AKŞENER'DEN HANÇER AÇIKLAMASI
CHP eski Genel Başkanı Kemal Kılıçdaroğlu'nun hançer açıklamasına ilişkin de açıklamada bulunan Akşener, "Ben hiç kimsenin arkasından hançer vurmadım. Ya göğsünden ya kalbinden saplarım" dedi.
Akşener'in açıklamaları şöyle:
Kılıçdaroğlu’nun adaylığına karşı çıktık diye bize demediklerini bırakmayanlar hafta sonu itibariyle yeni Genel Başkan Özgür Özel’in en büyük fanları oldu!

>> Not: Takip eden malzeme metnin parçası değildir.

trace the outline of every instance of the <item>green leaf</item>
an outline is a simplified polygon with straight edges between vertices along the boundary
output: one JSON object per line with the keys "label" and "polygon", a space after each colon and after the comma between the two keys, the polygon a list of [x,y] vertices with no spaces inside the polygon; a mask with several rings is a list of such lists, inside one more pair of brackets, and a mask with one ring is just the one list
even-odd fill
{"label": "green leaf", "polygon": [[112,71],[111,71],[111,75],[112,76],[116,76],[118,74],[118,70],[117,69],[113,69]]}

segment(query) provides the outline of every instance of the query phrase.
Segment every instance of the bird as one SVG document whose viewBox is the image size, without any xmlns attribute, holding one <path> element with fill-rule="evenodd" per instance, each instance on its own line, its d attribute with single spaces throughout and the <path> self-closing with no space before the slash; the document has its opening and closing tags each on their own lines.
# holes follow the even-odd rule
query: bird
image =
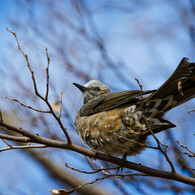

"Bakın utanmadan Sayın Kılıçdaroğlu’na en ağır hakaretleri ettiler. Niye aday oldun kaybettin diye hakaret ettiler. Hani size göre yüzde 60’la kazanıyordu, yav arkadaş göz önünde olan bir hikâye bu ya, inanamadım. Ve oturdum iki rekat şükür namazı kıldım. Kral öldü ama 2023’e damga vuran o garip anlayış ve o anlayışın sahipleri aynen yerinde duruyor. Nitekim tüm kurultay süreci boyunca bizlere bol miktarda hakaret edildi, her türlü erdemi solda her türlü ahlaksızlığı da sağda gören ateşli konuşmalar yapıldı. Hançer edebiyatları İyi Parti eleştirileri aralarda uçuştu. Bazen şaşırıyorum yıllar evvel de önemli bir kişi aranızda bazılarına da denmiş olabilir bana da denmişti, yahu ben bir kadınım bana neden bu söyleniyor diye, ceketimin astarı yok her tarafım hançer bıçak denmişti. Ben de ne yapabilirim diye kendi kendime düşünmüştüm. Rahmetli abime gittim, dedi ki yaşlı adamların sözlerine başka acındırmaya çalışırlar kendilerini. Rahmetli abicim böyle demişti ben de karışmamıştım. Şimdi Sayın Kılıçdaroğlu da hançerden bahsetti fakat hançer işi ortada kaldı. Bensem o, ben bugüne kadar hiç kimsenin arkasından hançer vurmadım, ya şurasına ya kalbine vururum! Arkadan işim yoktur.
İTTİFAK AÇIKLAMASI
Benim sırtımda da hançer vardır demiyorum. Gereğini yapmıyorsan ha bire hançerlenirsin, kendine bir şey istiyorsan ha bire hançerlenirsin, ölümüne bir şeyi isteyip çevreyi görmüyorsan elbette hançerlenirsin. O hançerlerin sahiplerini sonra karşında bulursun. Ben kimseyi hançerlemedim hançerlemem. Ben olmadığıma göre hançer kimin? Benim sırtımda hançer mançer yok. Bu hançer edebiyatı çok ilginçti. Kimse üzerine almadı, benim üzerime kaldı, görüşeceğiz.
Herkeslere selamlar gitti biz hariç. Zaten sadece o yan yana gelmenin bundan sonra pek bir zor olduğunun işaretidir.